まず、従業員の労働を減らすためにオペレーションを見直すことです。ここで言うオペレーションとは従業員が行わなければならない作業のことです。飲食店においては、お客さまに対する席への案内、注文取り、調理、配膳、会計などが含まれます。こうした一連の流れを見直してオペレーションを簡素化するなら、必要な従業員の数を調整できます。

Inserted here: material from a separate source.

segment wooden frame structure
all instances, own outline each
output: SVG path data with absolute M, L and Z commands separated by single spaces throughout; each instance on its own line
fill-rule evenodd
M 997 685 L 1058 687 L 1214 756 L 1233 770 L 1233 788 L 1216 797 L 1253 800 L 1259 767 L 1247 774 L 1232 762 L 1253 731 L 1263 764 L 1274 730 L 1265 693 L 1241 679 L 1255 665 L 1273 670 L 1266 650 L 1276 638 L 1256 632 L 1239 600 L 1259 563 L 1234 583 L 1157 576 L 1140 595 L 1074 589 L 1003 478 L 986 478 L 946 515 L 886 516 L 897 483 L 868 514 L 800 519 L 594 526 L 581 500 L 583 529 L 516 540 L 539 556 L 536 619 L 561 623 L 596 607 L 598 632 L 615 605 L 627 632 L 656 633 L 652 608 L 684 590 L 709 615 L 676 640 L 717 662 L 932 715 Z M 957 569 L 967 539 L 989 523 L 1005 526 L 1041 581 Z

たとえば、お客さまが端末を操作して自分で注文できるテーブルオーダーシステムを導入するなら、毎回注文を取りに行く必要はありません。初期費用はかかりますが、導入後の人件費はかなり削減できます。導入時のコストや年間の人件費などを計算しながらじっくり検討してみると良いでしょう。
小さなことで考えてみると、各テーブルにメニューやカトラリーなどをあらかじめ配置しておくだけでも効果的です。来店や料理の提供のたびにメニューやカトラリーを準備して持って行く手間を省けます。とはいえ、何でもセルフサービスにしてしまうと、顧客満足度が低下してしまう恐れもあります。満足度を低下させないまま、どんな面でオペレーションをシンプルにできるか、考えてみましょう。

労働時間を見直す

2つ目は、時間帯による集客の傾向を分析して、従業員の労働時間を見直すことです。時間帯ごとに集客率や売り上げを計算して、適切な従業員数になっているかどうかチェックしてみましょう。ピークタイムには十分な人手を確保しつつも、それ以外の時間帯については細かく調整するとコストを減らせます。仮に、時給1,000円のお店で1日30分ずつアルバイトの労働を減らしたとすると、1ヶ月では1万5000円、年間では18万円にもなります。短時間労働の従業員が働くシフト時間を調整すれば、全体として見ると大きなコスト削減です。
人件費の高騰の原因である、夜間の労働や残業代を見直すこともできます。下準備や事務作業など、別の時間にもできる仕事はなるべく日中に行いましょう。営業時間終了後に仕事が残っている場合も、翌日にできるものは残業せずに翌日に回すようにします。

生産性の高い従業員を定着させる

最後のポイントは、少ない従業員数でもスムーズに仕事が運ぶよう、生産性の高い従業員を定着させることです。働く人の入れ替わりが激しいお店では新人従業員がよく入ってくるということになり、教育にかなりの時間がかかります。また、注文を聞く、洗い物をするといった簡単な仕事であっても、新人と熟練従業員とでは作業時間や仕事の質に大きな差が出ます。生産性の高い従業員を雇うためには、長く働いてもらえる環境を整えることが必要です。長時間労働をさせない、休暇を取りやすくする、風通しをよくするなど労働環境を整備すれば、長く続ける従業員は自然と多くなり、生産性の向上が期待できます。

まとめ

食事どきに忙しさがピークになる飲食店において、うまく人員を配置して人件費を管理するのは簡単ではありません。しかし、適切な人件費管理は経営の安定につながります。まずは人件費率を計算して、現状をつかむことから始めましょう。この記事で取り上げた「オペレーションをシンプルにする」「労働時間を見直す」などの人件費率削減の方法を参考にして、利益率の向上を目指してください。

 

*記載されている法令、規則等は記事作成日現在のものです。